Den Verfügungsklägern ist außerdem zuzugeben, dass dann, wenn eine derartige Gebührenfestsetzung für zulässig erklärt würde, auch die Mitwettbewerber gezwungen wären, ihre Leistungen zu ähnlich niedrigen Vergütungssätzen anzubieten. Dies würde letztlich zu einem ruinösen Wettbewerb führen. Dieses Ergebnis kann aber nicht im Interesse der Rechtsuchenden liegen, da bei einem derart ruinösen Wettbewerb die Qualität der außergerichtlichen Beratung i. S. v. § 34 RVG beeinträchtigt sein könnte (vgl. LG Essen, NJW 2004, 2836).

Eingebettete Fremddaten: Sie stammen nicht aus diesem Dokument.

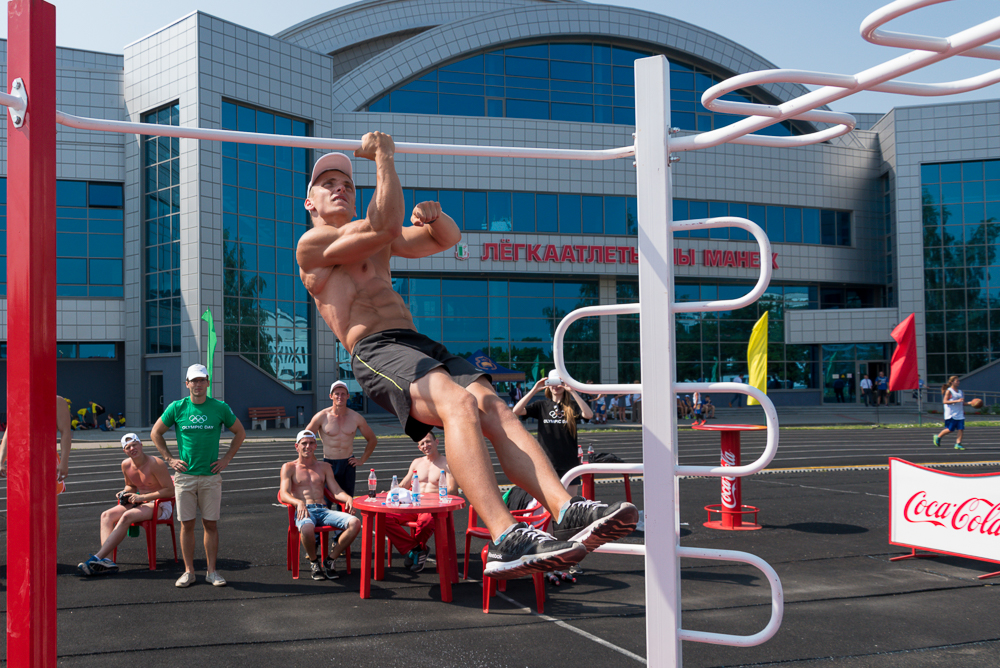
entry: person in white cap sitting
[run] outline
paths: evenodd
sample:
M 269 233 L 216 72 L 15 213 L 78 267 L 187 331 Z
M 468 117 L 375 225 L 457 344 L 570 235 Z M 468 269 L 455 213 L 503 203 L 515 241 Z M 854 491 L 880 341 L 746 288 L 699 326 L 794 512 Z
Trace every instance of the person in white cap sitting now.
M 125 539 L 128 528 L 152 519 L 156 500 L 174 495 L 174 481 L 162 459 L 143 452 L 136 434 L 125 434 L 121 443 L 128 455 L 121 464 L 125 488 L 118 492 L 117 505 L 101 513 L 101 549 L 77 566 L 84 575 L 117 573 L 118 564 L 111 561 L 111 554 Z M 166 519 L 172 512 L 172 503 L 161 503 L 157 519 Z
M 353 499 L 355 472 L 371 457 L 378 438 L 368 426 L 368 421 L 347 407 L 350 398 L 347 383 L 342 380 L 335 382 L 330 386 L 333 405 L 316 413 L 306 425 L 306 431 L 311 431 L 323 441 L 323 461 L 333 467 L 337 484 Z M 365 452 L 361 459 L 354 456 L 354 435 L 359 431 L 365 439 Z
M 194 523 L 201 510 L 201 526 L 205 532 L 205 560 L 208 574 L 205 581 L 216 587 L 226 586 L 226 580 L 215 568 L 219 552 L 219 515 L 222 510 L 222 471 L 236 456 L 243 444 L 246 430 L 224 401 L 208 396 L 208 369 L 192 364 L 185 376 L 190 396 L 179 399 L 163 411 L 149 434 L 167 466 L 174 469 L 177 488 L 177 519 L 181 523 L 181 554 L 184 575 L 174 583 L 189 587 L 194 576 Z M 219 457 L 222 426 L 233 432 L 229 450 Z M 175 427 L 177 457 L 167 448 L 163 438 L 167 429 Z
M 333 468 L 316 459 L 316 434 L 308 429 L 300 431 L 295 437 L 295 451 L 299 453 L 298 459 L 281 466 L 281 502 L 295 506 L 295 526 L 309 556 L 312 579 L 336 580 L 334 564 L 361 531 L 361 521 L 349 514 L 354 499 L 337 484 Z M 324 490 L 329 490 L 330 496 L 342 503 L 347 512 L 328 509 Z M 341 532 L 325 564 L 320 563 L 316 554 L 316 527 L 334 527 Z

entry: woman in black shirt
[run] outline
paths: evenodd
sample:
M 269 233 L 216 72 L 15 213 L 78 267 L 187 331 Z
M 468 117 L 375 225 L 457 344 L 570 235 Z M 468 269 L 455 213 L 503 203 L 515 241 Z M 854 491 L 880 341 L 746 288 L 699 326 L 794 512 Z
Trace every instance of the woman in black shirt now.
M 531 400 L 543 387 L 545 396 L 532 403 Z M 548 378 L 535 383 L 514 406 L 514 415 L 538 420 L 538 443 L 560 478 L 580 464 L 576 424 L 581 419 L 593 418 L 594 411 L 576 390 L 563 385 L 557 372 L 552 371 Z
M 545 388 L 545 396 L 531 403 L 542 388 Z M 592 419 L 594 411 L 576 390 L 563 385 L 558 372 L 551 371 L 548 378 L 535 383 L 514 406 L 514 415 L 538 420 L 538 444 L 560 478 L 580 464 L 576 424 L 581 419 Z M 572 575 L 561 571 L 548 573 L 546 579 L 557 586 L 560 580 L 576 581 Z

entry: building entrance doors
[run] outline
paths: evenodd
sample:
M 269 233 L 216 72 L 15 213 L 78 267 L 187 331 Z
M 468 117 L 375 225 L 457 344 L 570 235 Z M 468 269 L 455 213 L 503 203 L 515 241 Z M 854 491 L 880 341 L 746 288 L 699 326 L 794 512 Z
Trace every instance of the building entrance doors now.
M 878 380 L 877 380 L 878 373 L 879 371 L 882 371 L 885 373 L 886 376 L 888 376 L 889 362 L 887 362 L 886 360 L 858 360 L 857 365 L 858 365 L 858 370 L 857 370 L 858 386 L 859 387 L 861 386 L 861 378 L 864 378 L 865 374 L 868 374 L 868 378 L 870 378 L 872 381 L 872 393 L 870 401 L 871 405 L 874 406 L 875 401 L 878 400 Z M 897 401 L 893 398 L 892 392 L 889 392 L 886 395 L 886 398 L 889 401 L 889 403 L 893 404 L 897 403 Z M 858 391 L 858 401 L 864 403 L 864 397 L 862 396 L 860 390 Z M 884 406 L 886 404 L 883 403 L 882 405 Z

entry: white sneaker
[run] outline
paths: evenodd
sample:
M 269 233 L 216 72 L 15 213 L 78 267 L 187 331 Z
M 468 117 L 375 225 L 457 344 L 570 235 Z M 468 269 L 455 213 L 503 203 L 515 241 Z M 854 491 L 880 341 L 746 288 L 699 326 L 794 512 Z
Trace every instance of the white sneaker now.
M 205 582 L 212 585 L 213 587 L 225 587 L 226 579 L 219 575 L 219 571 L 212 571 L 205 575 Z
M 175 587 L 190 587 L 195 583 L 194 573 L 184 572 L 184 575 L 177 578 L 177 582 L 174 583 Z

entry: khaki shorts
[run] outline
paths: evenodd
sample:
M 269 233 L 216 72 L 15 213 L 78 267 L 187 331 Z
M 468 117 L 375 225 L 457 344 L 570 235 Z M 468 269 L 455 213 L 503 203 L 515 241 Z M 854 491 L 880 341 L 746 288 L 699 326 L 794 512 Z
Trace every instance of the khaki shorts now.
M 201 519 L 217 522 L 222 510 L 222 476 L 174 474 L 177 520 L 188 522 L 201 510 Z

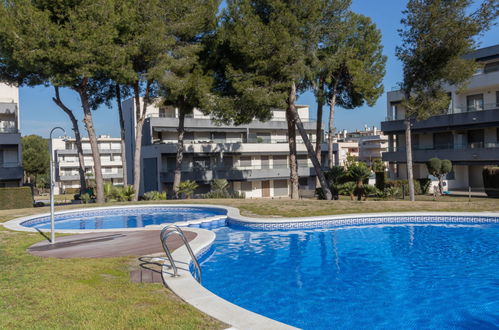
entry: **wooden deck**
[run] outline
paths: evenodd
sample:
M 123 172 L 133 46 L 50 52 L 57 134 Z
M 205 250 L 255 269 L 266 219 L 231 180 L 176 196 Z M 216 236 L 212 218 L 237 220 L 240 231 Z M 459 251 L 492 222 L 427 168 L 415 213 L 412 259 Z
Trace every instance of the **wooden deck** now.
M 58 237 L 53 245 L 46 240 L 36 243 L 28 251 L 40 257 L 61 259 L 141 257 L 163 252 L 159 233 L 159 230 L 142 230 L 71 235 Z M 189 241 L 197 235 L 190 231 L 184 233 Z M 170 236 L 167 242 L 170 249 L 174 250 L 181 245 L 182 240 L 178 236 Z

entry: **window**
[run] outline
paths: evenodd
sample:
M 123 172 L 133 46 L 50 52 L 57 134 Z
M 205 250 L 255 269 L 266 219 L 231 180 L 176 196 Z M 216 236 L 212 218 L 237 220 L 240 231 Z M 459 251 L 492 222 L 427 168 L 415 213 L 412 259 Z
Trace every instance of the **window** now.
M 274 156 L 273 168 L 288 168 L 288 156 Z
M 253 186 L 251 184 L 251 181 L 243 181 L 241 182 L 241 190 L 244 192 L 251 191 L 253 189 Z
M 483 94 L 466 96 L 466 105 L 468 111 L 483 110 Z
M 484 131 L 483 129 L 474 129 L 468 131 L 468 146 L 470 148 L 483 148 Z
M 499 71 L 499 61 L 487 63 L 483 68 L 483 73 L 490 73 L 495 71 Z
M 453 149 L 454 136 L 452 132 L 442 132 L 433 134 L 433 148 L 434 149 Z
M 241 156 L 239 158 L 239 166 L 250 167 L 251 166 L 251 156 Z
M 227 142 L 227 134 L 225 132 L 212 132 L 211 140 L 215 143 Z
M 499 107 L 499 91 L 496 92 L 496 107 Z

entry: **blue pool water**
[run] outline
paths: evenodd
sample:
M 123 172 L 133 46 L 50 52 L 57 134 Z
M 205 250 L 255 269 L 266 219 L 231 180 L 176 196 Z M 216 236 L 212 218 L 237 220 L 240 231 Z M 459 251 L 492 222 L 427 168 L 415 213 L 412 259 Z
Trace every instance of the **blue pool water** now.
M 272 319 L 304 329 L 499 328 L 497 224 L 215 232 L 203 285 Z
M 56 229 L 113 229 L 138 228 L 162 223 L 196 220 L 227 211 L 207 207 L 147 207 L 88 210 L 78 213 L 60 214 L 55 217 Z M 22 223 L 26 227 L 50 228 L 50 218 L 40 217 Z

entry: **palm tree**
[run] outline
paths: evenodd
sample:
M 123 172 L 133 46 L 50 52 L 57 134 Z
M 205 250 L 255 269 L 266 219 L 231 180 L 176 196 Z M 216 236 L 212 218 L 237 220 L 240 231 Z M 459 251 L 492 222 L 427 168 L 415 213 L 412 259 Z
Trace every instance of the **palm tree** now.
M 348 176 L 355 181 L 357 200 L 362 199 L 364 181 L 369 179 L 371 170 L 365 163 L 355 162 L 347 169 Z

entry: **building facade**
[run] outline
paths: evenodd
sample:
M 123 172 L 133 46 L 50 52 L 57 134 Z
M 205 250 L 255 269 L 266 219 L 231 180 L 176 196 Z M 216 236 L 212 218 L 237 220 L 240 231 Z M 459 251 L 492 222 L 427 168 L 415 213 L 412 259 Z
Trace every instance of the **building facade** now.
M 135 108 L 132 100 L 123 102 L 126 123 L 128 164 L 133 164 L 135 149 Z M 307 106 L 298 111 L 312 142 L 315 121 L 309 119 Z M 178 111 L 171 107 L 151 105 L 142 138 L 141 194 L 159 190 L 172 193 L 177 152 Z M 300 193 L 313 195 L 315 172 L 307 157 L 306 147 L 297 138 Z M 197 194 L 210 190 L 213 179 L 227 179 L 230 190 L 247 198 L 289 196 L 289 146 L 285 111 L 273 111 L 267 122 L 247 125 L 218 125 L 209 116 L 194 109 L 185 119 L 182 181 L 198 183 Z M 128 166 L 128 179 L 133 182 L 133 166 Z
M 0 188 L 23 183 L 19 91 L 0 84 Z
M 101 135 L 97 139 L 104 181 L 114 185 L 123 184 L 123 160 L 121 139 Z M 88 138 L 82 139 L 86 179 L 94 178 L 94 161 Z M 79 160 L 74 138 L 52 139 L 52 154 L 56 162 L 56 194 L 80 188 Z
M 448 189 L 483 188 L 482 169 L 499 165 L 499 45 L 478 49 L 467 55 L 483 68 L 464 90 L 448 86 L 449 108 L 439 116 L 412 124 L 414 177 L 428 177 L 425 162 L 432 158 L 449 159 L 453 171 L 447 175 Z M 387 120 L 381 129 L 389 137 L 389 162 L 392 178 L 405 179 L 404 118 L 400 91 L 387 93 Z
M 338 147 L 333 149 L 345 149 L 343 153 L 340 151 L 339 163 L 343 165 L 346 160 L 346 153 L 356 157 L 359 161 L 371 165 L 376 159 L 381 159 L 384 152 L 388 150 L 388 136 L 383 135 L 377 127 L 367 127 L 364 130 L 348 132 L 346 130 L 338 133 L 335 140 Z M 357 143 L 357 147 L 352 145 Z

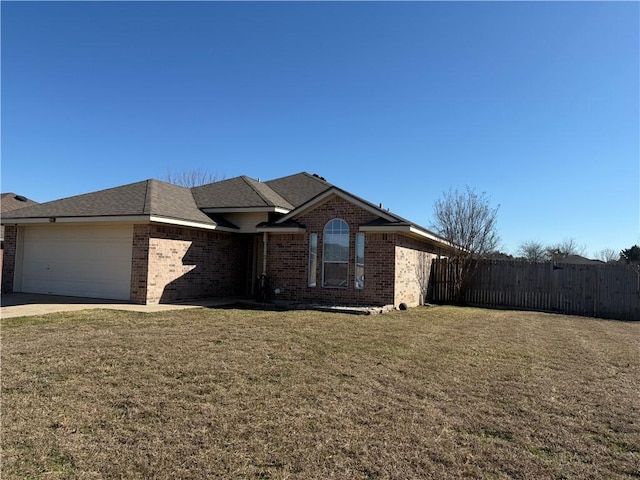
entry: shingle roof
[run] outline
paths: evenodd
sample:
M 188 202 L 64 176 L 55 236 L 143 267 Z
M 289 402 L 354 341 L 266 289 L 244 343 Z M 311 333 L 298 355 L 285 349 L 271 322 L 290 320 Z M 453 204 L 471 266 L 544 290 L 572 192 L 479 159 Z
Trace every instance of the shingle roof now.
M 244 175 L 191 189 L 199 208 L 256 208 L 293 205 L 265 183 Z
M 583 265 L 589 265 L 589 264 L 602 264 L 604 263 L 601 260 L 592 260 L 590 258 L 586 258 L 583 257 L 582 255 L 567 255 L 564 258 L 560 258 L 557 260 L 554 260 L 556 263 L 579 263 L 579 264 L 583 264 Z
M 94 217 L 144 213 L 147 181 L 75 195 L 21 209 L 10 218 Z
M 298 174 L 298 175 L 303 175 L 303 174 Z M 308 174 L 306 174 L 308 175 Z M 293 175 L 293 177 L 295 177 L 297 175 Z M 323 179 L 320 179 L 320 181 L 324 181 Z M 269 182 L 267 182 L 269 183 Z M 326 181 L 324 181 L 325 184 L 327 184 Z M 364 206 L 365 208 L 368 208 L 372 213 L 377 213 L 378 215 L 380 215 L 377 218 L 374 218 L 373 220 L 362 224 L 361 226 L 363 227 L 389 227 L 389 228 L 398 228 L 398 227 L 402 227 L 402 228 L 415 228 L 417 230 L 420 230 L 422 232 L 424 232 L 425 234 L 427 234 L 430 237 L 433 237 L 433 239 L 441 241 L 441 242 L 446 242 L 445 239 L 443 239 L 442 237 L 440 237 L 438 234 L 428 230 L 427 228 L 424 228 L 416 223 L 413 223 L 405 218 L 402 218 L 400 215 L 396 215 L 393 212 L 390 212 L 389 210 L 384 210 L 381 207 L 378 207 L 376 205 L 374 205 L 373 203 L 364 200 L 363 198 L 360 198 L 350 192 L 347 192 L 346 190 L 343 190 L 339 187 L 333 186 L 331 185 L 329 188 L 325 189 L 324 191 L 321 191 L 319 194 L 314 195 L 313 197 L 311 197 L 309 200 L 307 200 L 306 205 L 302 204 L 302 205 L 298 205 L 296 206 L 296 210 L 293 212 L 290 212 L 287 215 L 284 215 L 282 218 L 277 219 L 275 221 L 271 221 L 271 222 L 264 222 L 262 224 L 260 224 L 261 227 L 269 227 L 269 228 L 277 228 L 278 226 L 284 226 L 287 222 L 290 221 L 295 221 L 295 216 L 300 214 L 301 211 L 304 211 L 305 208 L 309 208 L 309 207 L 313 207 L 313 205 L 316 202 L 319 201 L 323 201 L 324 198 L 327 197 L 327 195 L 342 195 L 346 198 L 350 198 L 355 200 L 356 202 L 359 202 L 362 206 Z M 300 208 L 298 208 L 300 207 Z
M 38 202 L 29 200 L 22 195 L 16 195 L 13 192 L 0 194 L 0 212 L 10 212 L 11 210 L 18 210 L 19 208 L 29 207 L 31 205 L 37 205 Z
M 201 209 L 283 208 L 298 205 L 327 190 L 331 184 L 306 172 L 260 182 L 240 176 L 195 188 L 184 188 L 158 180 L 122 185 L 52 202 L 31 204 L 10 218 L 103 217 L 158 215 L 215 224 Z M 6 194 L 10 198 L 10 194 Z M 5 197 L 3 195 L 3 209 Z
M 145 209 L 148 212 L 145 213 L 215 225 L 208 215 L 200 211 L 190 189 L 158 180 L 147 180 L 147 183 Z
M 294 207 L 299 207 L 333 186 L 324 178 L 307 172 L 276 178 L 265 183 Z
M 41 203 L 7 215 L 7 218 L 102 217 L 157 215 L 214 224 L 196 206 L 191 191 L 158 180 Z
M 276 178 L 267 182 L 240 176 L 195 188 L 184 188 L 158 180 L 144 180 L 98 192 L 76 195 L 52 202 L 35 204 L 3 215 L 3 221 L 48 217 L 108 217 L 108 216 L 158 216 L 175 220 L 197 222 L 220 227 L 238 228 L 224 219 L 225 210 L 237 208 L 283 208 L 296 210 L 304 204 L 313 204 L 329 190 L 342 192 L 361 202 L 380 215 L 367 226 L 417 227 L 433 234 L 408 220 L 372 203 L 356 197 L 328 183 L 324 178 L 306 172 Z M 5 195 L 2 201 L 4 204 Z M 219 215 L 205 214 L 202 209 L 220 209 Z M 302 208 L 305 208 L 304 206 Z M 4 209 L 4 205 L 3 205 Z M 293 212 L 292 212 L 293 214 Z M 261 226 L 301 226 L 293 218 L 276 222 L 263 222 Z M 437 237 L 437 236 L 436 236 Z
M 29 200 L 27 197 L 23 197 L 22 195 L 16 195 L 13 192 L 0 194 L 0 212 L 3 217 L 5 216 L 5 213 L 37 204 L 38 202 Z M 4 225 L 0 226 L 0 239 L 4 239 Z

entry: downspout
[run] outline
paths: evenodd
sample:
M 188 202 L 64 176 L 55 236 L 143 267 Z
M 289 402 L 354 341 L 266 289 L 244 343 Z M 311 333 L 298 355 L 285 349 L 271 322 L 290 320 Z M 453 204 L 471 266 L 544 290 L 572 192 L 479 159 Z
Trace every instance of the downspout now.
M 269 234 L 262 232 L 262 275 L 267 275 L 267 242 Z

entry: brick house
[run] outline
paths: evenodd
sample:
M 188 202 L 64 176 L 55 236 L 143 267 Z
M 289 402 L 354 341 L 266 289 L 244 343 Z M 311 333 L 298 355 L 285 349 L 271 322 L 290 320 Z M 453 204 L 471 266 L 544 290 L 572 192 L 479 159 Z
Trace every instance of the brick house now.
M 3 292 L 154 304 L 256 295 L 417 305 L 447 242 L 302 172 L 195 188 L 146 180 L 8 214 Z

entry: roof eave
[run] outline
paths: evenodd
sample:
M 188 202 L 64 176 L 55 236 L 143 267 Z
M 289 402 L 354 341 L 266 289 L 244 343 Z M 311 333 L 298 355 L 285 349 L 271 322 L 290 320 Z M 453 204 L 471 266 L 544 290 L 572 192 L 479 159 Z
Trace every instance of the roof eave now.
M 193 220 L 181 220 L 178 218 L 170 218 L 170 217 L 161 217 L 158 215 L 150 215 L 149 221 L 151 223 L 162 223 L 169 225 L 177 225 L 180 227 L 191 227 L 191 228 L 201 228 L 204 230 L 220 230 L 224 232 L 234 232 L 233 228 L 229 227 L 220 227 L 215 223 L 204 223 L 204 222 L 196 222 Z
M 215 208 L 203 208 L 204 213 L 263 213 L 274 212 L 287 214 L 290 212 L 288 208 L 268 206 L 268 207 L 215 207 Z
M 444 238 L 440 238 L 431 232 L 416 227 L 415 225 L 363 225 L 359 227 L 359 231 L 372 233 L 402 233 L 423 240 L 430 240 L 431 242 L 446 246 L 448 248 L 455 248 Z
M 305 233 L 307 229 L 305 227 L 276 227 L 269 225 L 266 227 L 256 227 L 256 231 L 266 233 Z
M 101 215 L 92 217 L 31 217 L 31 218 L 3 218 L 2 225 L 37 225 L 49 223 L 162 223 L 182 227 L 200 228 L 205 230 L 220 230 L 235 232 L 229 227 L 221 227 L 215 223 L 205 223 L 179 218 L 163 217 L 160 215 Z
M 96 216 L 58 216 L 48 217 L 3 217 L 2 225 L 29 225 L 38 223 L 136 223 L 148 222 L 149 215 L 96 215 Z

Die Verfügungsbeklagten können sich schließlich auch nicht auf einen Vergleich mit den Beratungshilfegebühren berufen. Selbst in diesem Sonderfall entstehen als Festgebühren die Beratungshilfegebühr nach Ziffer 2500 des VV zum RVG i. H. v. 10,00 EUR und zusätzlich die Beratungsgebühr nach Ziffer 2501 des VV zum RVG i. H. v. 30,00 EUR zzgl. Auslagen und MwSt.; außerdem besteht hier noch die Möglichkeit der Einigungs- und Erledigungsgebühr nach Ziffer 2508 des VV zum RVG i. H. v. 125,00 EUR.

e)
Damit ist eine unlautere Werbemaßnahme im Sinne von §§ 3, 4 Nr. 11 UWG i.V.m. § 49 b Abs. 1 Satz 1 BRAO, § 4 Abs. 2 Satz 3 RVG und ein Unterlassungsanspruch nach § 8 Abs. 1 UWG gegeben.

f)
Ob die Werbung der Verfügungsbeklagten auch irreführend im Sinne von §§ 3, 5 Abs. 1, Abs. 2 Nr. 1 und Nr. 2 UWG (Irreführung über Merkmal und Preis der Dienstleistung) ist, weil dem Mandanten ein Preis für eine Beratungsleistung versprochen wird, zu dem keine in allen Fällen befriedigende Beratung – kostendeckend – erfolgen kann, kann dahingestellt bleiben.

2.
Da die Verfügungsbeklagten im Juni 2006 die beanstandeten Werbeanzeigen veröffentlichen ließen, ist auch die Eilbedürftigkeit der Sache zu bejahen.

3.
Somit war dem Antrag auf Erlass einer einstweiligen Verfügung stattzugeben (§§ 8 Abs. 1, 12 Abs. 2 UWG).

III.
Die Kostenentscheidung ergibt sich aus § 91 ZPO. Die Androhung der Zwangsmittel beruht auf § 890 ZPO.

Die Schriftsätze des Klägervertreters vom 18.07.2006, 19.07.2006 und 25.07.2006 gaben keine Veranlassung, die mündliche Verhandlung wiederzueröffnen.